The BT (LSE:BT.A) share price is up 9.5% over the past month, reversing some of the losses seen over the first half of the year.
Of course, many investors will now be hoping that BT stages a Rolls-Royce-esque recovery — the latter has surged 189% from its lows a year ago.
So, is that the case? Are we looking at an opportunity to buy BT shares?
Value
BT shares trade at a 55% discount to the global communications sector on a forward basis. That’s an attractive metric.
The below table details BT’s earnings per share forecasts for the next three years coupled with the associated forward price-to-earnings (P/E) ratios.
2024 | 2025 | 2026 | |
EPS | 15.6 | 15.3 | 15.9 |
P/E | 7.8 | 8 | 7.7 |
A P/E ratio of 7.8 certainly isn’t expensive. It’s a considerable discount versus the FTSE 100 average — around 14.

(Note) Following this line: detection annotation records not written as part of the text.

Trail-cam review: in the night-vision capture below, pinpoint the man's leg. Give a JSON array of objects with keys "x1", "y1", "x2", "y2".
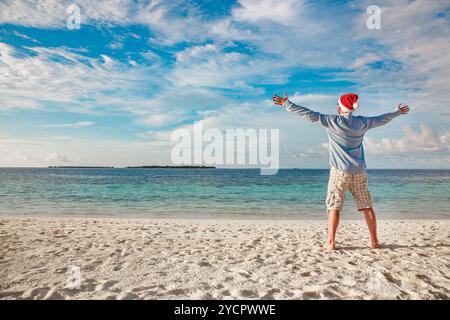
[
  {"x1": 327, "y1": 210, "x2": 339, "y2": 250},
  {"x1": 362, "y1": 208, "x2": 378, "y2": 249}
]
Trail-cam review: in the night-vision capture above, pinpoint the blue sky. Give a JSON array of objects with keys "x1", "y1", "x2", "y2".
[{"x1": 0, "y1": 0, "x2": 450, "y2": 168}]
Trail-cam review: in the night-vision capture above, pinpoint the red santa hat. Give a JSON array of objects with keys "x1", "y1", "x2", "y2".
[{"x1": 338, "y1": 93, "x2": 359, "y2": 113}]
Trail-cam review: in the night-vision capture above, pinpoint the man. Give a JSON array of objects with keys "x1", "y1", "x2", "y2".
[{"x1": 273, "y1": 93, "x2": 409, "y2": 250}]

However, the data also highlights that earnings aren’t expected to grow overly fast throughout the medium term.
One way of taking into account a company’s growth prospects is the PEG (price/earnings-to-growth) ratio. This is an earnings metric that is adjusted for growth. A PEG ratio of ‘one’ suggests fair value, although it doesn’t take into account returns in the form of dividends.
Here we can see that BT’s PEG ratio — based on forecasts for the next five years — is around 2.9. That isn’t a ratio that could tempt me to buy.
Dividends
Investors will undoubtedly be drawn in by the 6.3% dividend yield. That’s one of the strongest dividends on the FTSE 100.

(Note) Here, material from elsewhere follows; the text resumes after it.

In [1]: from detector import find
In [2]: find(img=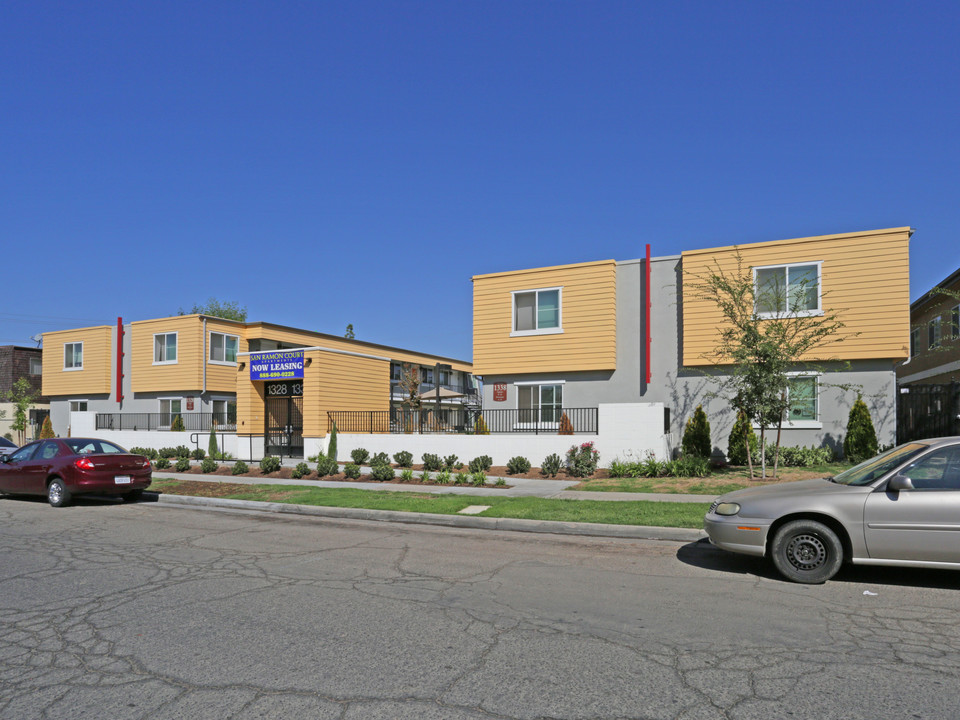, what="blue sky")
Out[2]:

The big question is whether the dividend is sustainable. To assess this, I’m looking at the dividend coverage ratio. This tells us how many times a company can pay its stated dividends from its earnings.
In FY2023, the dividend was covered 2.53 times by earnings. That’s a strong ratio. Anything above two is considered stable. For FY24, I’m projecting dividend coverage of around 2.2 times — down, but still strong.
Debt
The financial situation at BT Group has raised concerns, primarily due to its substantial level of debt, which is more costly to manage in a high interest rate environment.
The current net debt position is £19.7bn — that’s up from £18.9bn in March — and surpassing the company’s market capitalisation, which stands at £12.1bn.
Leverage is an important vehicle to facilitate investment and growth, but the burden of a debt load may prove too much for some investors.
A large proportion of this rising debt comes from pension contributions. However, the communications giant is supposedly on track to make £3bn of savings by 2024.
Not for me
BT operates is what is still an exciting and innovative sector, however I find the debt position, coupled with the slow EPS growth, rather concerning. Of course the dividend yield looks great, but for a dividend stock, it’s quite volatile. That’s why I’m not buying BT shares.